Nobody tried to waste their breath justifying their actions. They had committed terrible crimes for money. There was no justification.

“Your little set up is closed down as of now,” Alun told them. “It ends here.”

“I don’t think so,” replied the anaesthetist. “You two are history.”

There was a sound in the corridor behind Alun’s hastily assembled barricade that suggested he was right. There must have been a small army out there. Bullets were pumped into the doors. The glass windows shattered. Without having to be told, the medical staff all ducked and covered their heads. Ianto pulled Jack’s body down with him behind the operating table.

Then there was another noise and the bullets stopped hitting the door. There were shouted orders and the sound of arms being grounded.

When a voice called out in a commanding manner, Alun’s heart leapt in relief.

“Open this door, now! This is an order from U.N.I.T. Drop your weapons and come out with your hands up.”

“Martha!” Alun called back as he pulled away his barricade and opened the door. “The only guns in here are with the good guys.”

Martha Jones stepped into the operating theatre followed by Doctor Goodge and a group of U.N.I.T. soldiers. The medical staff all surrendered immediately.

All but one. The anaesthetist gave an angry cry when he saw Doctor Goodge.

“You fucking grass,” he screamed. “I knew you would crack. You soft fucking bastard. You’ve screwed us all. I’m going to fucking kill you.”

He twisted and grabbed the sidearm from the U.N.I.T. man who was trying to restrain him. Doctor Goodge stepped back as he raised the weapon, but there was nowhere to run.

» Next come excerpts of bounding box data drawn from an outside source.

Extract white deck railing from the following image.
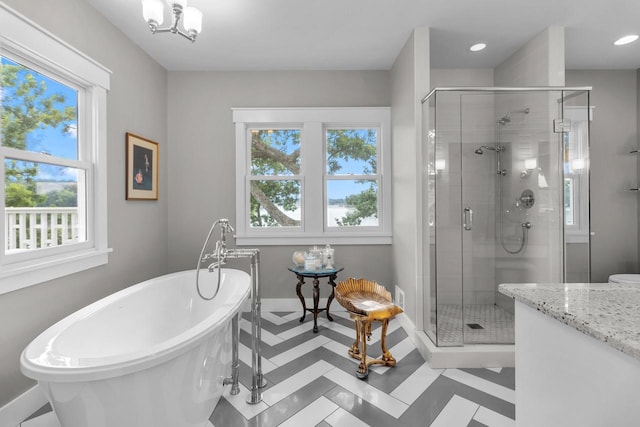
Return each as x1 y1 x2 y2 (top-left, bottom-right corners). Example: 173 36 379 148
4 207 80 251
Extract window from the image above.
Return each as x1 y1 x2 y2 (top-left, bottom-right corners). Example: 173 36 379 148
233 108 391 244
0 5 109 293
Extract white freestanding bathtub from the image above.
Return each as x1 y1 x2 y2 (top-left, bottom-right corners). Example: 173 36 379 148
20 269 251 427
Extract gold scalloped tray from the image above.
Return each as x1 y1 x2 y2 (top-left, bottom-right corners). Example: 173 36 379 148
335 278 402 318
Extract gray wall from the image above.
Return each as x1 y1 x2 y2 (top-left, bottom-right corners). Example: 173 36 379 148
168 71 392 299
566 70 638 282
0 0 167 407
391 27 430 326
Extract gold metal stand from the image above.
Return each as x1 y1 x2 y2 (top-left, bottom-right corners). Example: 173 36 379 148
335 279 402 379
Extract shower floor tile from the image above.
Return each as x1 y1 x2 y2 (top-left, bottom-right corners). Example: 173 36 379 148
21 312 515 427
437 304 515 345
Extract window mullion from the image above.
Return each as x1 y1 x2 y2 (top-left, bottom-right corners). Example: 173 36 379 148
301 122 325 235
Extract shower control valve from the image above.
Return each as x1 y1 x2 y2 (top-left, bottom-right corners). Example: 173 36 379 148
516 189 536 209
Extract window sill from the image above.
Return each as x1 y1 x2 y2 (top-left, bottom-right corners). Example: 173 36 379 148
0 249 113 295
236 234 393 246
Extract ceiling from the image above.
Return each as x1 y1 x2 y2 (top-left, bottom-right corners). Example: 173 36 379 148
86 0 640 71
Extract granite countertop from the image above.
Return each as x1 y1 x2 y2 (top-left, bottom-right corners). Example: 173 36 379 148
499 283 640 360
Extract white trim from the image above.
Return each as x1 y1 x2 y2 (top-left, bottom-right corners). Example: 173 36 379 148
0 2 112 90
0 249 112 295
236 236 393 246
0 385 47 427
232 107 392 245
0 2 111 294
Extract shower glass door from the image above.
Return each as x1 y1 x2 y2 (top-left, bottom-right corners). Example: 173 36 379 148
422 88 590 347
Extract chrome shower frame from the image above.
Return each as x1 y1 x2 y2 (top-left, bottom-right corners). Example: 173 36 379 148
416 86 591 358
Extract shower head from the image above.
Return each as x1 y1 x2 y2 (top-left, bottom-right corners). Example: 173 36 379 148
498 113 511 125
475 145 504 154
497 107 531 125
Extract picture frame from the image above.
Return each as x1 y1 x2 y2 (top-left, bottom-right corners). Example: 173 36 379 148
125 132 160 200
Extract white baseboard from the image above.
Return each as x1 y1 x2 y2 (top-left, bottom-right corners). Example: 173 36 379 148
0 385 47 427
261 298 346 313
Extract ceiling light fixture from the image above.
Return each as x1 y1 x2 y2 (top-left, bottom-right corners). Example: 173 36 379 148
613 34 638 46
142 0 202 42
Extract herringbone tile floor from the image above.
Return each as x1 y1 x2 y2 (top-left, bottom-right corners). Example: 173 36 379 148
210 312 515 427
22 311 515 427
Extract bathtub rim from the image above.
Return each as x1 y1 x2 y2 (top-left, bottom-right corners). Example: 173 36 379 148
20 268 251 383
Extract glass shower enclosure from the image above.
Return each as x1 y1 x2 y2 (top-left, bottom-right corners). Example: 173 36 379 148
421 87 591 347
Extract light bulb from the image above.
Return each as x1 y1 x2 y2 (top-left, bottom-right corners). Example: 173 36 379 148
142 0 164 25
167 0 187 9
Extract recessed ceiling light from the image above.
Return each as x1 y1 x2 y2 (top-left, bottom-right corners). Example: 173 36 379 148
613 34 638 46
469 43 487 52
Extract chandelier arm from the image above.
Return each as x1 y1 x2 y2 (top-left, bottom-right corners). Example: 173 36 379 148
177 28 196 43
147 3 198 43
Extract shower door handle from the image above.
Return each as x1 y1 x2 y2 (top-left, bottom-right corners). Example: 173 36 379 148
463 206 473 231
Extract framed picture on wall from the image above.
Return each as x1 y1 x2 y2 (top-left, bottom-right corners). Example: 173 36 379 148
126 132 160 200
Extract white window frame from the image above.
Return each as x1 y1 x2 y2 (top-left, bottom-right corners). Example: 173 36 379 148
0 3 111 294
232 107 392 245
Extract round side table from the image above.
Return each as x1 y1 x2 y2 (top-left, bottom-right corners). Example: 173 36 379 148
288 267 344 332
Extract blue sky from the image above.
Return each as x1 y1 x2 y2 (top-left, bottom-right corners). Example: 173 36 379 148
0 57 78 181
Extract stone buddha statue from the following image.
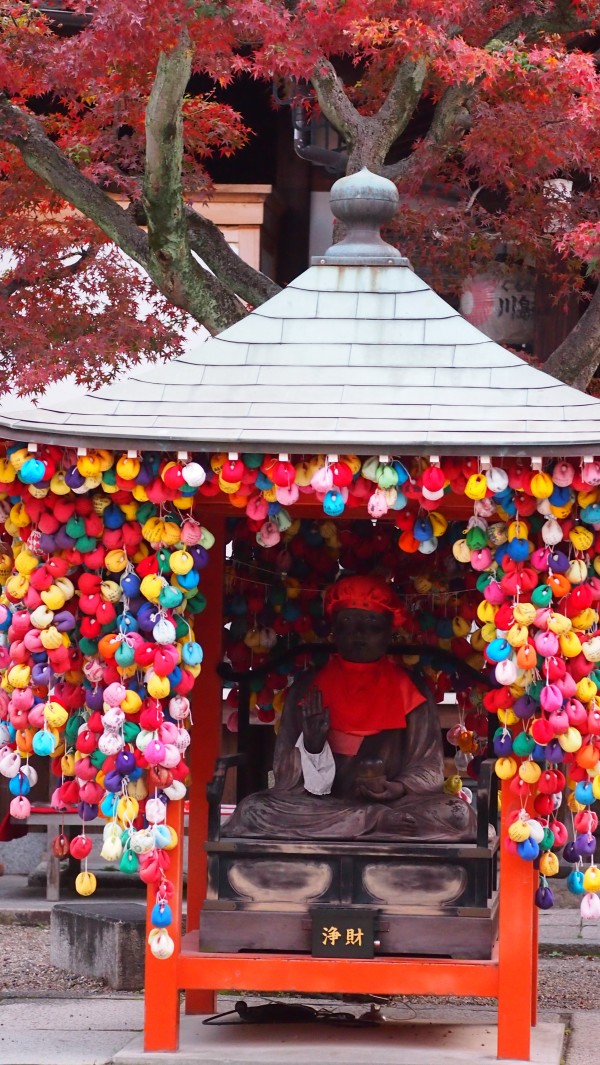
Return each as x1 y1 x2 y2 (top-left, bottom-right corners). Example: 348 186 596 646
222 576 475 841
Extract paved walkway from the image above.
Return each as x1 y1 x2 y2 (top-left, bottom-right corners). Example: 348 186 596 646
0 876 600 1065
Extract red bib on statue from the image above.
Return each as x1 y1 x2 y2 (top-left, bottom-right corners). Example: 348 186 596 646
314 655 424 736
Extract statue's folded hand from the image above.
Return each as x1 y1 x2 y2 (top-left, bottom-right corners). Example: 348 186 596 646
356 776 406 802
302 688 329 754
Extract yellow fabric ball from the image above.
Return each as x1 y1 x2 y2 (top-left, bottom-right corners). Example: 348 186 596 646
140 573 164 603
508 818 531 843
539 851 560 876
531 471 554 499
519 759 541 784
556 725 583 754
104 547 127 573
75 871 97 895
146 673 171 699
493 757 517 781
569 525 594 551
169 551 194 575
116 455 142 480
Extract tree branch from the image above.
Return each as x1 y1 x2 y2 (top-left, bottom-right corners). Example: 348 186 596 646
310 56 362 145
310 58 427 174
0 95 148 271
544 285 600 392
382 82 476 181
185 206 281 307
142 31 246 333
0 244 100 299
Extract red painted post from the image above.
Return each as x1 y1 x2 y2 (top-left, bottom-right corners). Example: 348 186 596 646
185 514 226 1014
144 802 183 1051
498 781 536 1062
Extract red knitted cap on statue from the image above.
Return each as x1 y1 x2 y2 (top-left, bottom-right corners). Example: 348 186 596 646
325 576 406 628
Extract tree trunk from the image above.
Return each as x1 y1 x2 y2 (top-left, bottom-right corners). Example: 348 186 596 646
544 285 600 392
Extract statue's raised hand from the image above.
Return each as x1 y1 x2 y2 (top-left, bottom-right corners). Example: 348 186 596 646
302 688 329 754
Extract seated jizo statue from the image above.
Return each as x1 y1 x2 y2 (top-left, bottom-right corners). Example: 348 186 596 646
223 576 475 841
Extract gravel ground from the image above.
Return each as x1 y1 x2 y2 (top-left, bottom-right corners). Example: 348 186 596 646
0 925 600 1011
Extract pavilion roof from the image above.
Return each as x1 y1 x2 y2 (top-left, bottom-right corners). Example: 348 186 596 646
0 176 600 455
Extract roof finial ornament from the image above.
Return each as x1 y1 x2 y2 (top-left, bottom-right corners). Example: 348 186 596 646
312 166 410 266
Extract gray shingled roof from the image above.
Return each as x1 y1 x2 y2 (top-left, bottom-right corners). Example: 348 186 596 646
0 179 600 455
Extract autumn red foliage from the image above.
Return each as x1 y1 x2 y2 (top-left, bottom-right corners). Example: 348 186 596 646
0 0 600 392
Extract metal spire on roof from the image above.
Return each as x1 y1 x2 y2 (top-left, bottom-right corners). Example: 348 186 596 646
312 166 410 266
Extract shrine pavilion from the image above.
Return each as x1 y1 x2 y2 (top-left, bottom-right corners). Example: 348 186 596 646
0 170 600 1061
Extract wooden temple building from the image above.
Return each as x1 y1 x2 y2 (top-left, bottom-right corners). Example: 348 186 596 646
0 170 600 1061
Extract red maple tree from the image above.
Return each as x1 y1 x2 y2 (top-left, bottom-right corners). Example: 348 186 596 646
0 0 600 393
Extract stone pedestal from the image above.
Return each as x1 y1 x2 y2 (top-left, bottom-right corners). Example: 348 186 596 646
50 902 146 992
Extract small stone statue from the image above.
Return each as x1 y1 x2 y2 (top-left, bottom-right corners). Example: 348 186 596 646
222 576 475 841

His way was blocked by more soldiers pouring in.

Then there was a sharp crack that echoed around the room. The anaesthetist gave a cry that counterpointed it as blood billowed from his wounded shoulder and the gun fell from his hand.

Alun looked around to see where the shot had come from and saw Ianto on the floor under the operating table, and Jack lying on top of him. Ianto’s gun was in his outstretched hand. He looked to make sure nobody else wanted to play suicidal games with guns then made it safe and gave it back to Ianto.

Ianto gave a soft cry and hugged him joyfully. Alun still wasn’t jealous. He felt like hugging him, too. He settled for helping Martha to apply a field dressing to the injured anaesthetist before he was taken into U.N.I.T. custody.

“The other doctors involved are being arrested right now,” Martha told him. “There are ambulances coming for the patients they have down here, still. They’ll have to be questioned. They must have known something illegal was going on. But these…. These ‘doctors’ are going to jail. There’ll probably be some cover story about them selling illegal prescription drugs. We don’t need the public knowing about alien medical tools and stolen organs…”

Alun nodded. The cover stories were for other people to worry about. He watched as Doctor Goodge was taken into custody with the others and then he went to Ianto and Jack. He hugged them both.

“I didn’t think you were coming back from that one, Jack,” he said. “Good to see you standing up. Is everything ok now? Are you… whole?”

“Everything in the right places and right proportions,” he answered. “But if it’s ok by you, I’m going to just hold onto your husband for a few more minutes. You can have him back when my head stops spinning.”

“You can let him go now, Jack,” Martha said. “Your own man is on his way here. And there’s a little boy on the other end of this phone wanting to know if you’re in once piece.”

“One more sentence with the word ‘pieces’ in it and it’ll go down hard with you all,” he said as he took the phone and suppressed a happy sob when he heard Gray’s voice on the other end of the line.